Prof. Jutta Allmendinger, die Präsidentin des Wissenschaftszentrums Berlin für Sozialforschung, die bei der Auftaktveranstaltung noch in Hockenheim war, übermittelte per Video eine Grußbotschaft und lobte die Anstrengungen der Schule, die in der heutigen Zeit notwendiger denn je seien.
Am Beispiel des vom Elternbeirat organisierten Gauß-Events machte Schulleiterin Kaiser deutlich, wie groß die kulturelle Vielfalt am Gymnasium ist, wie viele Nationen friedlich unter ihrem Dach vereint sind. Ganz nebenbei, so Kaiser, die Vielfalt lässt sich auch schmecken, das kulinarische Angebot des Events spiegelt das friedliche Miteinander wieder.
usländerhass, Rassismus und Antisemitismus dürfen am Gauß keinen Platz haben, forderte die Schulleiterin und rief für die Opfer von Krieg, Terror und Antisemitismus zu einer Schweigeminute auf. Gerade der Überfall auf Israel habe gezeigt, wie wichtig es ist, sich um Frieden zu bemühen, den Menschen mit Respekt zu begegnen.

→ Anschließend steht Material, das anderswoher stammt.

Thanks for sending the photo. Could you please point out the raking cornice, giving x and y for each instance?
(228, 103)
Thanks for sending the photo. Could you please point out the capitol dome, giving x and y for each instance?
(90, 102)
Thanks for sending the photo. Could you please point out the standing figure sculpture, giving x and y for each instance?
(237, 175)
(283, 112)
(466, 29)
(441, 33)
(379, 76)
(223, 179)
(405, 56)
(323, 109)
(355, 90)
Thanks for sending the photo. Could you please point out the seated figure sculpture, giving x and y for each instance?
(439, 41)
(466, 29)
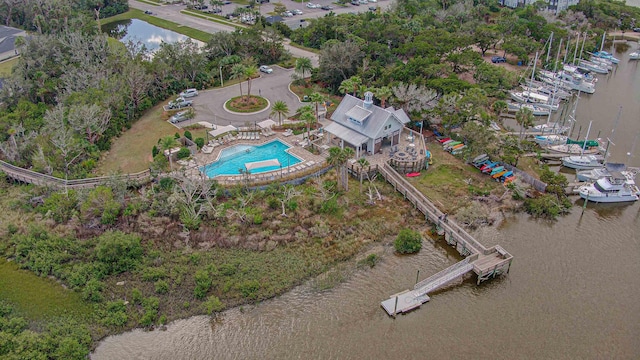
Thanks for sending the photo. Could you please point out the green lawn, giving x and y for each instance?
(165, 24)
(38, 298)
(131, 152)
(7, 65)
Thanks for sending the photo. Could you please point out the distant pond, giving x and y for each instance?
(141, 31)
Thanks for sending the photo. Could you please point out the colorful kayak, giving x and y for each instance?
(497, 175)
(496, 170)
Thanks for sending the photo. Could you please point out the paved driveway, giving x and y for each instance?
(209, 105)
(172, 13)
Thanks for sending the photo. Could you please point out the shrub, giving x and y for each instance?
(120, 252)
(154, 273)
(183, 153)
(249, 289)
(408, 241)
(115, 314)
(203, 284)
(213, 304)
(136, 296)
(93, 291)
(61, 207)
(162, 287)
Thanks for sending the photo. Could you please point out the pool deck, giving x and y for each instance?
(310, 162)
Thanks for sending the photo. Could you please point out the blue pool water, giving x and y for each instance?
(233, 159)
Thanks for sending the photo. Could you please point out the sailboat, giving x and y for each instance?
(583, 161)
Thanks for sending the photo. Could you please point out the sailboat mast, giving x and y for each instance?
(549, 49)
(583, 41)
(575, 51)
(584, 145)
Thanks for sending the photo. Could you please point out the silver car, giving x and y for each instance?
(189, 93)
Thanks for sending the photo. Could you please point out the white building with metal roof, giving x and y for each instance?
(364, 126)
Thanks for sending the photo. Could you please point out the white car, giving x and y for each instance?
(265, 69)
(189, 93)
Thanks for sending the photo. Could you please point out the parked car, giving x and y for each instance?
(179, 117)
(266, 69)
(498, 59)
(179, 103)
(189, 93)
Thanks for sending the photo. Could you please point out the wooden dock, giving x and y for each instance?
(31, 177)
(486, 263)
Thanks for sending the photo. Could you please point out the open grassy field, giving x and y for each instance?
(38, 298)
(450, 183)
(131, 152)
(165, 24)
(7, 65)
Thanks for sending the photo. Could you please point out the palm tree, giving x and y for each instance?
(168, 143)
(316, 98)
(363, 163)
(383, 93)
(306, 115)
(336, 159)
(281, 109)
(345, 86)
(237, 72)
(303, 65)
(524, 118)
(249, 72)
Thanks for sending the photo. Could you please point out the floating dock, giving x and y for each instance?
(486, 263)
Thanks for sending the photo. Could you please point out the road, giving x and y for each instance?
(209, 105)
(172, 13)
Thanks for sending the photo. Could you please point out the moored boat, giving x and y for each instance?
(583, 162)
(611, 189)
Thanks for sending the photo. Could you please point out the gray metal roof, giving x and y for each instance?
(358, 113)
(373, 124)
(346, 134)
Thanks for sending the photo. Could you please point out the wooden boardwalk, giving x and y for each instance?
(485, 262)
(31, 177)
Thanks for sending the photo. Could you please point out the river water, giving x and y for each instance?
(573, 291)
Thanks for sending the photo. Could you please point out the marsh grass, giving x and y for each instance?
(38, 298)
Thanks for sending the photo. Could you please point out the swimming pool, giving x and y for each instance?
(234, 159)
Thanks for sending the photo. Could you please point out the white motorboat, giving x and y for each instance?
(583, 162)
(606, 55)
(545, 90)
(590, 66)
(571, 149)
(595, 174)
(611, 189)
(551, 128)
(536, 110)
(553, 139)
(530, 97)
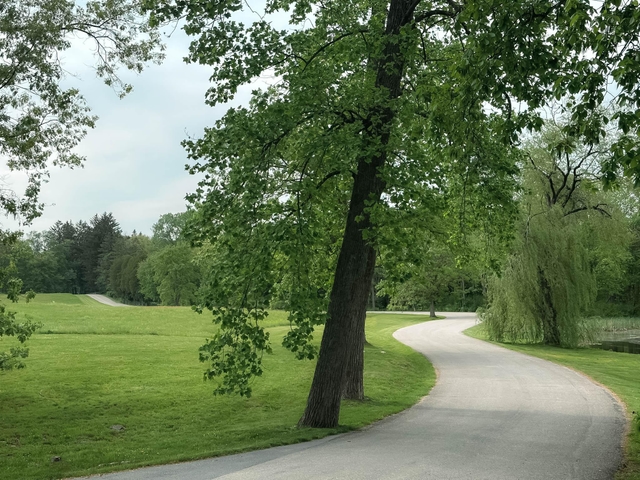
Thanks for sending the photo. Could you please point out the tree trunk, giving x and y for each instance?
(344, 330)
(354, 378)
(550, 330)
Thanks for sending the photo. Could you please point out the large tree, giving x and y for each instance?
(375, 104)
(573, 241)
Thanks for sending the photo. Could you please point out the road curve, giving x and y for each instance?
(493, 414)
(105, 300)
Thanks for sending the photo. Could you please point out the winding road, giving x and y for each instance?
(493, 414)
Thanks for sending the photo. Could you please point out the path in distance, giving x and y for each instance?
(493, 414)
(106, 300)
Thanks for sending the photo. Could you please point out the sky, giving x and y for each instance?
(135, 165)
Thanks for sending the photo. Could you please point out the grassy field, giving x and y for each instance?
(92, 367)
(620, 372)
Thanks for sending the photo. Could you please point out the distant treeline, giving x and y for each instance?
(95, 257)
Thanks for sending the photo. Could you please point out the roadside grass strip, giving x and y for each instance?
(619, 372)
(109, 389)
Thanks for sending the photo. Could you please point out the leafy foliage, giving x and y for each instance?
(572, 240)
(40, 120)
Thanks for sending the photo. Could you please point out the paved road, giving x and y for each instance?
(106, 300)
(494, 414)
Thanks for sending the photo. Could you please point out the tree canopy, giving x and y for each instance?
(41, 121)
(382, 111)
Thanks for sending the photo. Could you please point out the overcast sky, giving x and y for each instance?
(135, 163)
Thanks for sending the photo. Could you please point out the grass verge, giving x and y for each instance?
(92, 366)
(620, 372)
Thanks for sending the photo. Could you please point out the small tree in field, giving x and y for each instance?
(549, 282)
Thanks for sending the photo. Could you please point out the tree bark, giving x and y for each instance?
(354, 378)
(344, 330)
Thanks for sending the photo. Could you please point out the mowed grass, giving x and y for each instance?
(92, 366)
(620, 372)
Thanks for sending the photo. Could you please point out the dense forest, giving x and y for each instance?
(96, 257)
(165, 269)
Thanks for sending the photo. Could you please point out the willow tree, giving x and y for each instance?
(551, 279)
(373, 104)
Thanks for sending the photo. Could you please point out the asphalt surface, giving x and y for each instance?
(493, 414)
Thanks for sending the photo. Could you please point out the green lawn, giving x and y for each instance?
(92, 366)
(620, 372)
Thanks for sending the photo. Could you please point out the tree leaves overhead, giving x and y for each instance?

Über 370 „Schulen mit Courage“ gebe es mittlerweile allein in Baden-Württemberg, stellte Dr. Joeres fest und sprach von einem beeindruckenden umfassenden Netzwerk. Ein Netzwerk, das sich Artikel 21 der Charta der Grundrechte der Europäischen Union verpflichtet fühlt: Niemand dürfe wegen seine Geschlechts, seiner Hautfarbe, seiner ethnischen oder sozialen Herkunft, seiner Sprache, Religion, Weltanschauung oder sexuellen Orientierung diskriminiert werden.
Seit nunmehr drei Jahrzehnten lebe das Netzwerk diesen Gedanken, betonte Joeres, dem insbesondere die Mehrsprachigkeit am Herzen liegt. „Fremdsprachen lernen ist die Voraussetzung für eine gelingende Europäische Union und ein wichtiges Fenster für gegenseitiges Verstehen und für einen Blick in die Welt.“
Die überparteiliche Initiative gegen Rassismus wurde lange von Heiner Geißler geführt
In Deutschland werde die Initiative überparteilich gelebt, einer ihrer Motoren sei Heiner Geißler gewesen, der sich lange als Vorsitzender der Initiative engagierte. Mittlerweile umfasse das Netzwerk 4300 Schulen, Tendenz steigend. Gefördert werde es von der Bundes- und Landeszentrale für politische Bildung und unlängst habe die Kultusministerkonferenz das Thema Prävention gegen Rassismus aufgegriffen.
In Baden-Württemberg werde die Initiative unter anderem durch das Landtagspräsidium um dessen Präsidentin Aras sowie dem Ministerium für Soziales, Gesundheit und Integration unterstützt. Gerade vor dem Hintergrund des 7. Oktober, des Angriffs auf Israel, sieht Joeres eine weitere Stärkung der Courage-Initiative um sich greifen.
Wie auch in Hockenheim, wo sich die Akteure nicht nur aktiv an der Abstimmung über eine Aufnahme in die Initiative beteiligten, sondern diese zugleich mit über 85 Prozent Zustimmung einforderten. Sehr zur Freude von Joeres, der die Schule „gerne und mit voller Überzeugung“ ins Netzwerk aufnahm. Nach außen hin sichtlich mit der überreichten Urkunde und dem Schild. „Bleiben wir gemeinsam wachsam“, schloss er seine Ausführungen, denen sich die Bläsergruppe der Schule mit der „Ode an die Freude“ anschloss.
Und wie sich im weiteren Verlauf des Abends zeigen sollte – Schulleiterin Anja Kaiser lag mit ihrer Einschätzung goldrichtig: Einen passenderen Rahmen als das Gauß-Event mit seiner gelebten Vielfalt, hätte es für die Verleihung der Urkunde „Schule mit Courage“ nicht geben können.